Where mission-critical systems are concerned, the environment has its own answer to the downtime problem. Longbottom went on to explain that virtualisation means that a lot more is being made of the utilisation rate of the hardware and some of that can be affordably lost in making the system failsafe. So even for less critical servers, it is affordable to run two images in load-balanced pair. When one is taken down to be refreshed from the updated physical image, the other will pick up the load. There will be a slight hit on performance, but only slight and not for long.

In the mobile computing world, virtualisation has a lot to recommend it. It can be heavily defended much more easily and at lower cost, so the security holes that are being punched in current systems, by allowing employees to work away from the office or by allowing partners to access the corporate network, can be fixed more easily. They can even be effectively quarantined on a single server or two and yet still have a great deal of functionality.
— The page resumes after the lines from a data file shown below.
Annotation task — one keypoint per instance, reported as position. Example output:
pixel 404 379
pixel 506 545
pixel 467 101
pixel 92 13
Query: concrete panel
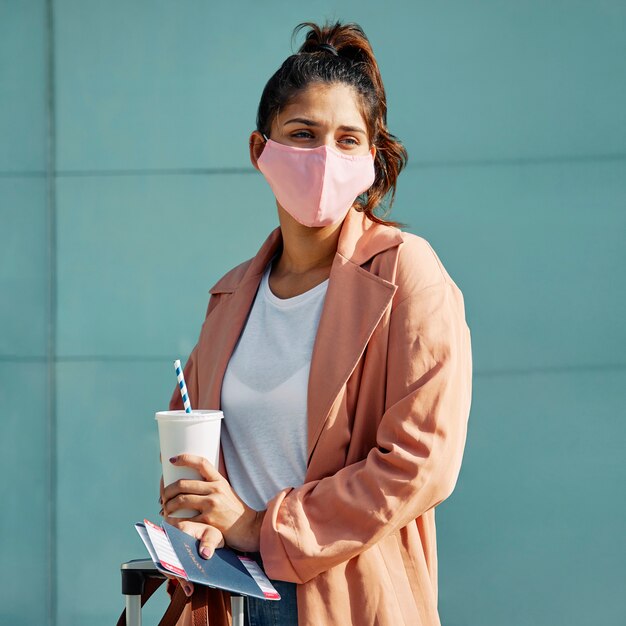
pixel 538 252
pixel 25 524
pixel 137 256
pixel 533 533
pixel 157 85
pixel 23 47
pixel 108 479
pixel 23 267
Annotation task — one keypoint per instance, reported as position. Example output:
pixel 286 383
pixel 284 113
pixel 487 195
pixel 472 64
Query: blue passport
pixel 175 552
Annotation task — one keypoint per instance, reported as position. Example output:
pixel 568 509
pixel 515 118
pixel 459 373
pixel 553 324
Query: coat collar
pixel 355 302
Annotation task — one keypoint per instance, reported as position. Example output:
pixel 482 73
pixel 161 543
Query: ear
pixel 257 144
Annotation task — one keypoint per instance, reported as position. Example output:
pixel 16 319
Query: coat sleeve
pixel 415 464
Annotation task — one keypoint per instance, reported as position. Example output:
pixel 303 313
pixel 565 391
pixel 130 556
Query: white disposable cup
pixel 196 433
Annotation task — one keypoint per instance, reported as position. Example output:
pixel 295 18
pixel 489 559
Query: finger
pixel 198 487
pixel 206 469
pixel 212 538
pixel 186 501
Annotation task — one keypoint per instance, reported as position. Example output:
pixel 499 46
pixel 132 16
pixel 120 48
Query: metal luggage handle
pixel 134 575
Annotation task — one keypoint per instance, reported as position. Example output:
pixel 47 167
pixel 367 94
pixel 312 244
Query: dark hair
pixel 341 53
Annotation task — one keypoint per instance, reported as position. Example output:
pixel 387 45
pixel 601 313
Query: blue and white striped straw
pixel 182 385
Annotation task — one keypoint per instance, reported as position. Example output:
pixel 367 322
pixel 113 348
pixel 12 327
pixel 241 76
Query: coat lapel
pixel 225 323
pixel 355 302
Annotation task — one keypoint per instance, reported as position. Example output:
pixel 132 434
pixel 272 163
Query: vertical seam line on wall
pixel 51 234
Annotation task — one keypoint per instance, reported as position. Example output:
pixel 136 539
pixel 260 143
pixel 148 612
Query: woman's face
pixel 323 114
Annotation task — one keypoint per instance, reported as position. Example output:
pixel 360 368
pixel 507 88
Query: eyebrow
pixel 307 122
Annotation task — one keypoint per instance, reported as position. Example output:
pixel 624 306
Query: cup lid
pixel 196 414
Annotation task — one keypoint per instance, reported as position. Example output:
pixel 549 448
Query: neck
pixel 304 248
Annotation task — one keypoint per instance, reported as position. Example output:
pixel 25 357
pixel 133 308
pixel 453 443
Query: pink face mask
pixel 316 186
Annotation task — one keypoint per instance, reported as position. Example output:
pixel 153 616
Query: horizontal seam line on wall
pixel 412 165
pixel 556 369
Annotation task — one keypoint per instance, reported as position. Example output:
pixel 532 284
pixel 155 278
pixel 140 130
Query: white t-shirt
pixel 264 394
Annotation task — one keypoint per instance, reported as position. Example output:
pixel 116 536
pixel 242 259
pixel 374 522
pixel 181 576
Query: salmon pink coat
pixel 388 402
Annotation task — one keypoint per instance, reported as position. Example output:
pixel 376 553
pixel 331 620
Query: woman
pixel 341 359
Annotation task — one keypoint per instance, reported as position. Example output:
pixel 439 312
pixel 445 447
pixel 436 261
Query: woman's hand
pixel 218 505
pixel 210 539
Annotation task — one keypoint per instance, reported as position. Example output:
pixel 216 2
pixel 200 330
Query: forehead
pixel 334 105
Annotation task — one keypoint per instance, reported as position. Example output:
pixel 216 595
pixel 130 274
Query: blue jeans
pixel 283 612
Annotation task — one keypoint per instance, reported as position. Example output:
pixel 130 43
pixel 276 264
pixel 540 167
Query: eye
pixel 349 141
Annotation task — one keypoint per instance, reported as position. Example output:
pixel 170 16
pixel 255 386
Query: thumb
pixel 212 538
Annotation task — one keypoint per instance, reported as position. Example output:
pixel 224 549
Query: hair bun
pixel 327 47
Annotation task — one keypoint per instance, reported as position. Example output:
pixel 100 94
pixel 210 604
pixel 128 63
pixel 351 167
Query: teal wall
pixel 125 192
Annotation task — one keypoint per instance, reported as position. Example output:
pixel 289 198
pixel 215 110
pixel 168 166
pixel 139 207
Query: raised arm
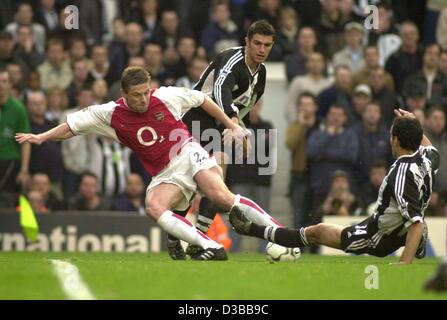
pixel 61 132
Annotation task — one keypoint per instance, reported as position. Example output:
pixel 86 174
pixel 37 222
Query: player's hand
pixel 237 134
pixel 28 137
pixel 403 113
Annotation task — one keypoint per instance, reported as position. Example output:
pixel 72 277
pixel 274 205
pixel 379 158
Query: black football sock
pixel 286 237
pixel 207 212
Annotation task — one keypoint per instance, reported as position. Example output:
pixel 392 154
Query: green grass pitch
pixel 27 275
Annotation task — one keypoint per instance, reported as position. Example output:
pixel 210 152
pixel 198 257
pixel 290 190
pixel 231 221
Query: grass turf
pixel 28 275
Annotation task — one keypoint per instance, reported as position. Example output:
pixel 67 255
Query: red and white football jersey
pixel 155 136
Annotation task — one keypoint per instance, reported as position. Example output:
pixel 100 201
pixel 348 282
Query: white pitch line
pixel 71 281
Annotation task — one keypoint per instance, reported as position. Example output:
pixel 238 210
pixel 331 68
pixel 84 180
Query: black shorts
pixel 204 129
pixel 366 237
The virtual world is a fascinating enigma. Systems are possibly just as vulnerable as before but in new and undefined ways. Until some weakness is discovered and exploited the best anyone can do is to treat the VM world as a mirror of the physical world on a better-the-devil-you-know basis.

The upside is that virtualisation is enforcing certain best practices that make securing the environment easier. Each server becomes a tight little farm of VMs which can be treated relatively inexpensively as a ring-fenced community. If anything goes wrong it can be quickly recovered, especially if it is a system such as a web server with static content. Where data-intensive activity is occurring, some transactions may be lost in the process but if that is critical there are ways to minimise and even eliminate that eventuality.

Virtualisation is catching on. Quocirca's survey suggests that 87% of their sample are at least thinking about introducing virtualisation. This means that the deployments may reach that critical mass that will make the hackers take virtualised environments as serious targets. Until that time, if it ever arrives, all any manager can do is to build the barricades and post watchmen to scan the horizon.